Aussi modeste soit-il au regard de l’histoire de Balancer, ce type de faille est indéniable : il s’agit d’une erreur d’arrondi dans la manière dont le protocole calcule les montants de tokens lors d’un swap, la même catégorie de faille qui avait permis à un pirate de dérober 116 millions de dollars dans les pools V2 de Balancer sur plusieurs chaînes en novembre dernier.

Comment l’exploitation a-t-elle fonctionné concrètement ?

Selon l’analyse technique de Slowmist, l’attaquant a ciblé la fonction `joinswapPoolAmountOut` du pool, qui permet à un appelant de spécifier le nombre de BPT (Balancer Pool Tokens) qu’il souhaite recevoir, tandis que le contrat effectue un calcul à rebours pour déterminer l’entrée requise.

Ce calcul à rebours, géré par la fonction `calcSingleInGivenPoolOut`, utilise un système mathématique à virgule fixe de 18 décimales. En effectuant une série d’échanges publics, l’attaquant a réduit les réserves de WBTC du pool à presque rien. Les réserves ayant été réduites à néant, le calcul a arrondi la valeur d'entrée requise à la baisse, la ramenant à seulement 1 satoshi de WBTC, soit une fraction de centime, tandis que le contrat continuait à émettre la totalité des BPT demandés par l'attaquant.

Slowmist a indiqué que le pool ne disposait pas des mesures de sécurité élémentaires qui auraient pu empêcher cela, notamment une entrée effective minimale, un solde minimal du pool et une validation de l’erreur relative.
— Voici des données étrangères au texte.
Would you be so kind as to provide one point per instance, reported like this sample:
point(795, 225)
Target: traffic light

La vérification MIN_BALANCE du contrat, a-t-il noté, n’était appliquée que lors des fonctions « bind » et « rebind », et non lors des échanges ordinaires. Dans le cadre de son alerte, Slowmist a publié à la fois l’adresse du portefeuille de l’attaquant et celle du contrat d’attaque.

La longue ombre de Balancer

En mars, Balancer Labs, la société à l’origine du protocole, a annoncé qu’elle cesserait d’exister en tant qu’entité juridique, invoquant un risque juridique croissant cinq mois après l’exploit de novembre 2025 qui avait fait chuter la valeur totale verrouillée (TVL) du protocole d’environ 775 millions de dollars à environ 300 millions de dollars.

Le cofondateur Fernando Martinelli avait déclaré à l’époque que la DAO reprendrait les opérations sous une forme allégée, précisément pour se libérer de « la responsabilité des incidents de sécurité passés ». Le portefeuille à l’origine de ce piratage initial est également resté actif, refaisant surface cinq mois plus tard pour transférer 1 100 ETH via Thorchain.

L’attaque d’aujourd’hui a visé le WBTC, une représentation tokenisée du bitcoin, plutôt que le jeton de gouvernance propre à Balancer, ce qui rappelle que même si le cours du bitcoin se maintient confortablement près de 78 000 dollars, ses versions « wrapped » et tokenisées intégrées aux protocoles de finance décentralisée (DeFi) comportent leur propre ensemble de risques, distincts.

Cet article a été traduit de l'anglais à l'aide de l'IA. La version originale en anglais fait foi ; les traductions automatiques peuvent contenir des inexactitudes, en particulier dans la terminologie juridique et réglementaire.